Noch ein Wandergeselle: Der Funke ist übergesprungen
Und auch bei Ron Zenk, einem Gesellen, der noch bis zum Frühjahr bei Gräfe in der Werkstatt arbeitet, ist der Funke übergesprungen. "Ich habe schon eine Zeit lang überlegt, was ich nach der Lehre machen soll", sagt der 22-Jährige. "Dann stand Franzi vor der Tür." Nachdem er die Gelegenheit hatte, sich mit ihr auszutauschen und von ihren Erfahrungen zu hören, stand für ihn fest, dass er auch auf Wanderschaft gehen möchte.
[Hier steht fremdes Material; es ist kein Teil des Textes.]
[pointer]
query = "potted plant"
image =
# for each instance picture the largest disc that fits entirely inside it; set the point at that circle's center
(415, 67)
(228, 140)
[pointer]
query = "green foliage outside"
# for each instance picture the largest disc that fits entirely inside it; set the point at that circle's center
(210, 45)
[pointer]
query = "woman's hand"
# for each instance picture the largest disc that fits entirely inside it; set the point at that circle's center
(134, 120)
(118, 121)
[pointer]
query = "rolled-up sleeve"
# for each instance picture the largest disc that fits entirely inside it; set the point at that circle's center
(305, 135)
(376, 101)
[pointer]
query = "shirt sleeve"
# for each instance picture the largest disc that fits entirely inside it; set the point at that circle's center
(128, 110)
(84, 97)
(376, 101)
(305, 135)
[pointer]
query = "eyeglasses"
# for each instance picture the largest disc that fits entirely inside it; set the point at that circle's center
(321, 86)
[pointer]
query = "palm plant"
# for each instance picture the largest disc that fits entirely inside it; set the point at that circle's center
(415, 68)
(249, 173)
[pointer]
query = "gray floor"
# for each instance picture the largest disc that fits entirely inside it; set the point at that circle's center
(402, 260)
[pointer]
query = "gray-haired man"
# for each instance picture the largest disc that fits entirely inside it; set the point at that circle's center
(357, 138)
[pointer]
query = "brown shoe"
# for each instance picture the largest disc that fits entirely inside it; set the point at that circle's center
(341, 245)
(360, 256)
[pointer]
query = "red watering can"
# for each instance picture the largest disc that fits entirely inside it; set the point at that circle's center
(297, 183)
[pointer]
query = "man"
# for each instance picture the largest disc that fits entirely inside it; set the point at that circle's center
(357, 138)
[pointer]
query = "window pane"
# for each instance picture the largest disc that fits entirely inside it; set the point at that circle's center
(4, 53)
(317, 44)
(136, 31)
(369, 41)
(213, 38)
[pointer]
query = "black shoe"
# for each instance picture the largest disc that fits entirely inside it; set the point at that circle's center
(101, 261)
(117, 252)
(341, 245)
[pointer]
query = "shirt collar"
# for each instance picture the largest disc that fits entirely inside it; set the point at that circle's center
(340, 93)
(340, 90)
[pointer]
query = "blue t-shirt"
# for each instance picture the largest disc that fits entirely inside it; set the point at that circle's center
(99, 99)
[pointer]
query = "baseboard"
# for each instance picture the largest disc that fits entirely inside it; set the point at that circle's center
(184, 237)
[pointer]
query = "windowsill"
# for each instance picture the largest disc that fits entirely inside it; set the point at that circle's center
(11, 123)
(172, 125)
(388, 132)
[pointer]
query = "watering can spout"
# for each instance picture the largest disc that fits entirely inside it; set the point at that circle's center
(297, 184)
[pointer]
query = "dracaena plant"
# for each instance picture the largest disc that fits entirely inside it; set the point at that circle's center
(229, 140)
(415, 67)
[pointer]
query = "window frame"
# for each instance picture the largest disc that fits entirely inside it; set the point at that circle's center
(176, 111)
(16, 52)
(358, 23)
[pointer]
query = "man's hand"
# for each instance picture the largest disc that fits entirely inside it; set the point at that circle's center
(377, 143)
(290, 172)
Im März soll es losgehen. Auch er nennt als Gründe vor allem die Möglichkeit zu reisen und neue Erfahrungen zu sammeln.

Auf die Frage, ob es etwas gibt, das sie in ihrem derzeitigen Leben vermisst, entgegnet Franzi, sie würde nicht von "vermissen" sprechen, aber es gebe schon einige Dinge, auf die sie sich am Ende der Wanderjahre freue. So nennt sie unter anderem eine eigene Küche mit eigenen Vorräten, sowie Stauraum, um wieder mehr Dinge haben zu können als das, was sie mit sich herumtragen kann. Und schließlich spricht sie auch vom Traum, eine eigene Werkstatt einzurichten.